Samstag, 26. März 2011

Betrachtung der sel. Elisabeth

  von der Dreifaltigkeit (1880-1901)

„Die Jungfrau bewahrte alles in ihrem Herzen" (Lk 2,19 u. 2,51): ihre ganze Geschichte  kann in diesen wenigen Worten zusammengefasst werden! Sie lebte in ihrem Herzen und zwar in einer solchen Tiefe, dass kein menschlicher Blick ihr dahin folgen kann. Wenn ich im Evangelium lese,  „dass Maria durch das Bergland von Judäa eilte" (Lk 1,39), um ihrer Cousine Elisabeth einen Liebesdienst zu erweisen, so sehe ich sie so schön, so still, so hoheitsvoll, so in ihrem Innersten mit dem Wort Gottes gesammelt vor mir. Ihr Gebet war immer dieses: „Ecce, hier bin ich". Wer? „Die Magd des Herrn" (Lk 1,38); das letzte Seiner Geschöpfe: sie, Seine Mutter! Sie war so wahr in ihrer Demut, weil sie nie auf sich selbst schaute, sich selbst immer vergaß und entäußerte. So konnte sie auch singen: „Denn der Mächtige hat Großes an mir getan, von nun an preisen mich selig alle Geschlechter" (Lk 1,49.48).

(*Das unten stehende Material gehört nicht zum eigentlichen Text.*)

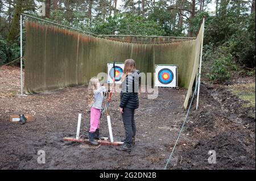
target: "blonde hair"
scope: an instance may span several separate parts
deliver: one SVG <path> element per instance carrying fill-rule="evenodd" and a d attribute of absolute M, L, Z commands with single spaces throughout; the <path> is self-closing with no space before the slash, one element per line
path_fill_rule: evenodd
<path fill-rule="evenodd" d="M 100 88 L 100 81 L 96 77 L 93 77 L 90 79 L 88 85 L 88 106 L 91 107 L 93 104 L 93 95 L 94 90 Z"/>
<path fill-rule="evenodd" d="M 122 75 L 121 81 L 123 82 L 129 73 L 133 72 L 136 69 L 136 63 L 133 59 L 127 59 L 125 61 L 125 68 Z"/>

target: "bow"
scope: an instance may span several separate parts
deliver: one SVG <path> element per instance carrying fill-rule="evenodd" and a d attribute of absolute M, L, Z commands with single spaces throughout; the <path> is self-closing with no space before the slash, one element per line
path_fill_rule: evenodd
<path fill-rule="evenodd" d="M 113 78 L 113 82 L 114 83 L 114 90 L 115 90 L 115 61 L 114 61 L 114 63 L 113 64 L 113 68 L 114 68 L 114 78 Z M 107 102 L 106 103 L 106 105 L 105 106 L 104 109 L 101 112 L 102 113 L 104 113 L 105 112 L 106 112 L 106 114 L 108 115 L 108 107 L 109 106 L 109 103 L 111 100 L 111 96 L 112 95 L 113 90 L 110 90 L 110 92 L 109 92 L 109 99 L 108 99 Z"/>

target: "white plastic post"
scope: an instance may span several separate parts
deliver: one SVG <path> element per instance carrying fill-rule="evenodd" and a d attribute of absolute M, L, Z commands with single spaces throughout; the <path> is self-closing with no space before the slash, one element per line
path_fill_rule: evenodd
<path fill-rule="evenodd" d="M 110 137 L 110 142 L 113 142 L 114 140 L 113 138 L 112 127 L 111 126 L 110 116 L 109 115 L 107 116 L 107 120 L 108 120 L 108 125 L 109 126 L 109 136 Z"/>
<path fill-rule="evenodd" d="M 81 125 L 81 120 L 82 119 L 82 114 L 79 114 L 79 119 L 77 123 L 77 129 L 76 129 L 76 138 L 77 140 L 79 139 L 79 133 L 80 132 L 80 125 Z"/>
<path fill-rule="evenodd" d="M 20 95 L 23 94 L 23 82 L 22 82 L 22 15 L 20 15 Z"/>
<path fill-rule="evenodd" d="M 202 37 L 202 41 L 201 42 L 201 52 L 200 52 L 200 65 L 199 65 L 199 76 L 198 77 L 198 87 L 197 87 L 197 96 L 196 98 L 196 109 L 197 110 L 198 108 L 198 104 L 199 102 L 199 91 L 200 90 L 200 81 L 201 81 L 201 67 L 202 66 L 202 56 L 203 56 L 203 45 L 204 44 L 204 21 L 205 18 L 203 18 L 203 37 Z"/>

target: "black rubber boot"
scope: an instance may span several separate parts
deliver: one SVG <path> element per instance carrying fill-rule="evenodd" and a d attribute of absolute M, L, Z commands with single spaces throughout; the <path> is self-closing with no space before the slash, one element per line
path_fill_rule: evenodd
<path fill-rule="evenodd" d="M 89 132 L 89 142 L 90 144 L 93 146 L 98 146 L 100 144 L 94 141 L 94 133 Z"/>
<path fill-rule="evenodd" d="M 25 117 L 25 116 L 24 115 L 22 114 L 19 115 L 19 120 L 18 122 L 19 124 L 24 124 L 26 123 L 26 121 L 27 121 L 27 119 Z"/>
<path fill-rule="evenodd" d="M 104 140 L 104 138 L 100 136 L 100 129 L 97 129 L 95 132 L 95 139 L 99 140 Z"/>
<path fill-rule="evenodd" d="M 123 144 L 122 146 L 118 146 L 116 148 L 117 150 L 118 151 L 123 151 L 127 152 L 131 152 L 131 146 L 128 146 L 126 144 Z"/>
<path fill-rule="evenodd" d="M 122 142 L 125 142 L 125 139 L 123 139 L 123 140 L 121 140 Z M 133 145 L 135 145 L 135 137 L 133 136 L 131 138 L 131 144 Z"/>

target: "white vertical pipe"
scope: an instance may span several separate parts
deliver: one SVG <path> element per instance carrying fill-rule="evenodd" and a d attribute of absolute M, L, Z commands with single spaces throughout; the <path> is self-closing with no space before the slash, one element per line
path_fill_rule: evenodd
<path fill-rule="evenodd" d="M 199 65 L 199 76 L 198 77 L 198 87 L 197 87 L 197 96 L 196 98 L 196 110 L 198 108 L 198 104 L 199 102 L 199 91 L 200 89 L 200 81 L 201 81 L 201 68 L 202 66 L 202 56 L 203 56 L 203 45 L 204 44 L 204 21 L 205 18 L 203 18 L 203 31 L 202 31 L 202 41 L 201 43 L 201 52 L 200 52 L 200 60 Z"/>
<path fill-rule="evenodd" d="M 81 125 L 81 120 L 82 119 L 82 114 L 80 113 L 79 114 L 79 119 L 77 123 L 77 129 L 76 129 L 76 139 L 79 139 L 79 133 L 80 132 L 80 125 Z"/>
<path fill-rule="evenodd" d="M 20 14 L 20 95 L 23 94 L 23 81 L 22 81 L 22 15 Z"/>

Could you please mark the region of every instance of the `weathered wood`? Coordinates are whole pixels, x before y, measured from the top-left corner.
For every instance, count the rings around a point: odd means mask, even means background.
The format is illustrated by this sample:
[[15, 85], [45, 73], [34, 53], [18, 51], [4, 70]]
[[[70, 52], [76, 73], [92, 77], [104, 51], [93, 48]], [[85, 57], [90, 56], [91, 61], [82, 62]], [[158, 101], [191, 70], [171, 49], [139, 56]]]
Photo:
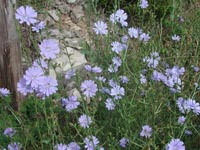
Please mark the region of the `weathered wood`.
[[21, 52], [10, 0], [0, 0], [0, 87], [12, 93], [13, 106], [18, 109], [22, 95], [17, 82], [22, 76]]

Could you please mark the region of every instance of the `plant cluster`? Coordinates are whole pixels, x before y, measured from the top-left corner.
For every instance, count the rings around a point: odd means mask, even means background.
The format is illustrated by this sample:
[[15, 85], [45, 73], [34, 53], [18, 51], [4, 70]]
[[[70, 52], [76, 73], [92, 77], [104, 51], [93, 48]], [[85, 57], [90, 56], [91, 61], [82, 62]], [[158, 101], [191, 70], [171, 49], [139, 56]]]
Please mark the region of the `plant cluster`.
[[[141, 0], [138, 6], [148, 9], [151, 1]], [[16, 19], [33, 32], [45, 27], [31, 6], [19, 7]], [[80, 95], [67, 95], [62, 82], [49, 75], [51, 60], [61, 51], [51, 38], [38, 44], [40, 57], [18, 82], [18, 91], [27, 96], [19, 112], [24, 116], [13, 112], [9, 90], [0, 88], [2, 113], [15, 120], [4, 124], [6, 140], [0, 148], [198, 149], [199, 67], [182, 60], [183, 32], [173, 30], [164, 41], [145, 25], [129, 27], [123, 9], [97, 20], [92, 31], [95, 61], [84, 66], [87, 79], [73, 65], [62, 75], [75, 80]], [[172, 52], [165, 51], [167, 45]], [[194, 82], [188, 83], [190, 76]]]

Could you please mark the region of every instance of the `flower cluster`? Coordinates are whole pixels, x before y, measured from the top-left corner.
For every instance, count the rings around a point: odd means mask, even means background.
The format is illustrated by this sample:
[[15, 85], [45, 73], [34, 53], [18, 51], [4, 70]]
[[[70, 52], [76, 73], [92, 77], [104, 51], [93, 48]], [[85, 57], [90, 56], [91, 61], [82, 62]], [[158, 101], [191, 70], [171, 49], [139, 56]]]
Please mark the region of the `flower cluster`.
[[41, 67], [30, 67], [17, 84], [17, 89], [23, 95], [33, 93], [39, 97], [48, 97], [57, 91], [57, 80], [51, 76], [45, 76]]
[[46, 59], [54, 59], [60, 52], [58, 41], [55, 39], [44, 39], [39, 45], [40, 54]]
[[127, 138], [122, 138], [119, 140], [119, 145], [123, 148], [127, 147], [128, 144], [129, 144], [129, 139]]
[[166, 86], [169, 87], [169, 89], [173, 93], [181, 92], [183, 88], [183, 82], [181, 81], [180, 77], [184, 74], [184, 72], [185, 72], [185, 68], [184, 67], [179, 68], [178, 66], [167, 68], [164, 74], [159, 71], [154, 70], [152, 79], [154, 81], [163, 82]]

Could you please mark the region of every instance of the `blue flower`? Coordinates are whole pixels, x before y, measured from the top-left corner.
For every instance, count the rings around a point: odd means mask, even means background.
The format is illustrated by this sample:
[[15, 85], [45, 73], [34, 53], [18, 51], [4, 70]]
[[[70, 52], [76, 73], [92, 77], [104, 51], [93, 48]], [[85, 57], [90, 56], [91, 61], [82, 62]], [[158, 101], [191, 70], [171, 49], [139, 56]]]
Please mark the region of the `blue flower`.
[[149, 125], [142, 126], [142, 131], [140, 132], [140, 136], [150, 138], [152, 134], [152, 128]]
[[76, 96], [70, 96], [67, 98], [62, 98], [62, 105], [65, 106], [66, 111], [71, 112], [72, 110], [78, 108], [80, 102], [77, 100]]
[[105, 104], [106, 104], [106, 108], [108, 110], [114, 110], [115, 109], [115, 103], [111, 98], [107, 98]]
[[126, 146], [128, 145], [128, 143], [129, 143], [129, 139], [127, 139], [127, 138], [122, 138], [122, 139], [120, 139], [120, 141], [119, 141], [119, 145], [120, 145], [121, 147], [126, 147]]
[[81, 90], [85, 96], [94, 97], [97, 92], [97, 85], [92, 80], [85, 80], [81, 84]]
[[81, 127], [89, 128], [89, 125], [92, 123], [92, 119], [90, 116], [83, 114], [79, 117], [78, 122]]
[[104, 23], [103, 21], [97, 21], [96, 23], [94, 23], [93, 30], [95, 31], [96, 34], [106, 35], [108, 33], [107, 28], [108, 27], [106, 23]]
[[167, 144], [166, 150], [185, 150], [185, 145], [180, 139], [172, 139]]
[[0, 88], [0, 95], [2, 96], [8, 96], [10, 94], [10, 91], [6, 88]]
[[67, 145], [66, 150], [80, 150], [80, 146], [76, 142], [71, 142]]
[[140, 8], [147, 8], [148, 5], [148, 1], [147, 0], [140, 0]]
[[88, 136], [84, 139], [85, 148], [87, 150], [95, 150], [97, 145], [99, 144], [99, 140], [95, 136]]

Diese Königin der Jungfrauen ist auch die Königin der Märtyrer; auch ihr Herz wurde von einem scharfen Schwert durchdrungen, denn bei ihr vollzog sich alles in ihrem Inneren!… Oh, wie schön ist sie in ihrem langen Martyrium anzusehen, so froh und gewissermaßen mit einer Hoheit umkleidet, die gleichermaßen Kraft und Milde ausstrahlt… Sie hatte ja vom Wort selbst gelernt, wie jene leiden sollen, die der Vater zum Opfer erwählt und die Er dazu bestimmt hat, an Seinem großen Werk der Erlösung mitzuarbeiten, sie, welche Er „erkannt und im voraus dazu bestimmt hat, Seinem Christus gleichgestaltet zu werden" (Röm 8,29), der aus Liebe gekreuzigt wurde.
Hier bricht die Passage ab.